Danny was fairly sure that his grandmother did not love cooking for her boys quite so much as she said she did. She was a tiny, emaciated, leather-brown creature, stooped from continual cringing, so decrepit that she looked closer to a hundred than her real age—somewhere around sixty. Born to a Cajun-French father and a mother who was a full-blood Chickasaw, in a sharecropper’s shack with a dirt floor and no plumbing (privations on which she daily refreshed her grandsons), Gum had been married, at thirteen, to a fur trapper twenty-five years her senior. It was hard to imagine what she’d looked like in those days—in her hardscrabble youth there had been no money for foolishness like cameras and pictures—but Danny’s father (who had adored Gum, passionately, more as a suitor than a son) remembered her as a girl with red cheeks and shiny black hair. She’d been only fourteen when he was born; she was (he’d said) “the prettiest little coon-ass gal you ever saw.” By coon-ass he meant Cajun, but when Danny was small he’d had a vague idea that Gum was part raccoon—an animal which, with her sunken dark eyes,
her sharp face and snaggled teeth and small, dark, wrinkled hands, she indeed resembled.

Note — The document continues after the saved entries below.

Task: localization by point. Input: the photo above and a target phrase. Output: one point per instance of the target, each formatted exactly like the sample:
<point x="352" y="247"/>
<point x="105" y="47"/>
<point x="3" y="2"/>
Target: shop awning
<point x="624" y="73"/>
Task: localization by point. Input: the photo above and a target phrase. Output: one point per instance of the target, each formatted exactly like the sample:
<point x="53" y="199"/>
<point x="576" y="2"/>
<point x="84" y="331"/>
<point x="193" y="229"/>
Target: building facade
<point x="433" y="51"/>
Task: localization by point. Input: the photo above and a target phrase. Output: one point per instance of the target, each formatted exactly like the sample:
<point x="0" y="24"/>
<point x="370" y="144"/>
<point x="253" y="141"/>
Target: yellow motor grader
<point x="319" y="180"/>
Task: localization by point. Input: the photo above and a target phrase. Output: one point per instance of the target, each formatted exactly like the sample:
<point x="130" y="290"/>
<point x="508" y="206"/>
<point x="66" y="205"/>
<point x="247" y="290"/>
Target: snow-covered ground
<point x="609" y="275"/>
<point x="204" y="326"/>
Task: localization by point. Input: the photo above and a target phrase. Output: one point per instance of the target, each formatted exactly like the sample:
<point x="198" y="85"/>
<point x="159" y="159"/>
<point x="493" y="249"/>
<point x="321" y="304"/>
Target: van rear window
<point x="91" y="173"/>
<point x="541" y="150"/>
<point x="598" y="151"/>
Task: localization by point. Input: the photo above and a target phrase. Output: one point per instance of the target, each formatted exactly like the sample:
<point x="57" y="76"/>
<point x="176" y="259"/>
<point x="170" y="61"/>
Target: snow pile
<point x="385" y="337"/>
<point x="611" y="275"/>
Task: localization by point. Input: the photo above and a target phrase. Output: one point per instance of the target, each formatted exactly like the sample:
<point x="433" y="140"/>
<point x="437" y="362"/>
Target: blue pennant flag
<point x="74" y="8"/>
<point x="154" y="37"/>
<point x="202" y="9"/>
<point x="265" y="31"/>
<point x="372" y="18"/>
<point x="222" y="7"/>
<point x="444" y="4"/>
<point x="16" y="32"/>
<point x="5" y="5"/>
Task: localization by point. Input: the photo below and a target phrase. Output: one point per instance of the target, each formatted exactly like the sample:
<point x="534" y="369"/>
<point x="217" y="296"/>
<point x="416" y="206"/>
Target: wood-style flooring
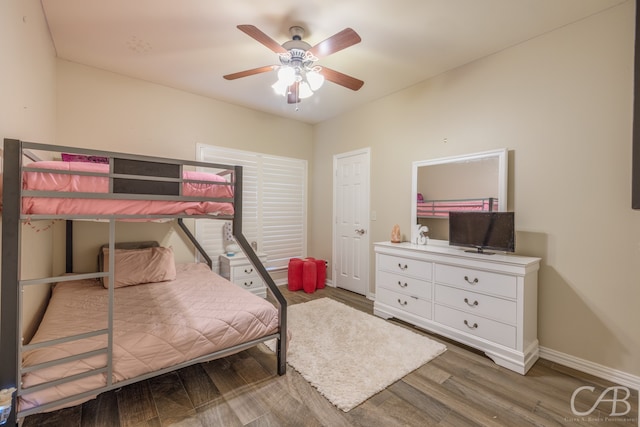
<point x="462" y="387"/>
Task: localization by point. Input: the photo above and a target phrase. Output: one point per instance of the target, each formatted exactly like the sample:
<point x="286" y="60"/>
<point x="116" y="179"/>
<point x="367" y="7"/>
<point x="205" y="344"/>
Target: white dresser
<point x="489" y="302"/>
<point x="238" y="269"/>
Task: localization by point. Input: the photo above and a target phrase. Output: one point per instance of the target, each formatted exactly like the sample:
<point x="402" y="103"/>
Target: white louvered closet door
<point x="274" y="205"/>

For Gum was tiny. She seemed to shrink every year. Now she was shriveled to little more than a hollow-cheeked cinder, her mouth as thin and ruinous as a razor. As she punctually reminded her grandsons, she’d worked hard all her life, and it was hard work (which she wasn’t ashamed of—not Gum) that had worn her down before her time.

Curtis—happily—smacked away at his supper while Farish continued to clickety-click about Gum with abrupt offers of food and service, all of which, with an air of affliction, she sadly waved aside. Farish was fiercely attached to his grandmother; her crippled and generally pitiable air never failed to move him, and she in turn flattered Farish in the same soft, meek, obsequious manner that she had flattered their dead father. And as her flattery had encouraged all that was worst in Danny’s father (nursing his self-pity, feeding his rages, pampering his pride and above all his violent streak), something in the way she fawned on Farish also encouraged his brutal side.